The eeriness of the sex slave angle was another difficult mine field to negotiate. “People responded to this [by saying], ‘This is trafficking. This is sex for money.’ It wasn’t just sex. It was also the other implications of what was originally supposed to be somewhat more of a fantasy. The real world version of [this kind of activity] was I think what made the network really twitchy and I can’t really fault them for that. I just thought when I went in and pitched it …you know, it frightened me too [but I thought] we all got that that was what we were doing.”
The problem at the start was that the Dollhouse seemed like a glamorous whorehouse—it wasn’t creepy enough. And without tackling the human trafficking angle from the get-go, any time spent digging into the fantasies from the client side felt like you were glossing over the evil elephant in the room. But this season, the show has finally hit its stride: The twists and turns—as insiders work to frustrate the plans of its power-hungry parent company or take down the Dollhouse from within—make every episode seem essential. The Dollhouse has gone from feeling like a fantasy fulfillment service to the central battleground in a fight against corruption and technological genocide. Everyone is forced to choose a side as the stakes have grown much higher. Of course, now Fox has decided to cancel it.

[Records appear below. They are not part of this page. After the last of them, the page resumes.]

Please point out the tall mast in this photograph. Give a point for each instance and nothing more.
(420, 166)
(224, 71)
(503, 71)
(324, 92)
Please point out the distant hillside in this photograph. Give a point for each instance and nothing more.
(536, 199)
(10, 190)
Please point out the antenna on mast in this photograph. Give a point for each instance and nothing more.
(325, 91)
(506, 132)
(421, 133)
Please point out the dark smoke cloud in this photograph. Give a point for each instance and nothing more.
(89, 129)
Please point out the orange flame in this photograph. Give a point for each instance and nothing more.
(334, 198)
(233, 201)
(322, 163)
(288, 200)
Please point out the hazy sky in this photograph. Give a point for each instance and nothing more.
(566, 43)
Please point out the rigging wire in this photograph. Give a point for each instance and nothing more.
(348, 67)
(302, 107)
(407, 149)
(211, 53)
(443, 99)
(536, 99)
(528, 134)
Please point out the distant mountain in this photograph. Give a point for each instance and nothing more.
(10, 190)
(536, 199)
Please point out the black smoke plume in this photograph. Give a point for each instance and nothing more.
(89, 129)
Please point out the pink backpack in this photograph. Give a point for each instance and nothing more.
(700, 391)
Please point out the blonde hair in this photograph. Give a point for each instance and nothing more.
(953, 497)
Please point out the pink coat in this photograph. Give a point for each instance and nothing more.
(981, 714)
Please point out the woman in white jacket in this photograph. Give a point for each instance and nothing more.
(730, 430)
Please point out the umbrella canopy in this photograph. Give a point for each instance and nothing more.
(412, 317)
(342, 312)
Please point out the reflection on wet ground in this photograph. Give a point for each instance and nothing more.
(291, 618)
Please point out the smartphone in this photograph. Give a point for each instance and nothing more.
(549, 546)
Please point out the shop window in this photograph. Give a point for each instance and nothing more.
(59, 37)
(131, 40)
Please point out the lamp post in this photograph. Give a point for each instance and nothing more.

After a long break, Fox aired two of the remaining episodes from Season 2 each of the last couple of weeks. All four were among the show’s best, introducing a bigger conspiracy at work along with a brilliant and beautiful psychopath who apparently has a legitimate grudge against the show’s hero. The questions about identity that Whedon says he wanted to explore are popping up in ever-more-interesting ways. And allegiances are becoming less obvious as we head towards Armageddon.
Unlike Firefly or Buffy, the end will be the end. There are no film or comic book sequels in the works. But at least we got Season 2—just enough to prove that Joss Whedon doesn’t create duds.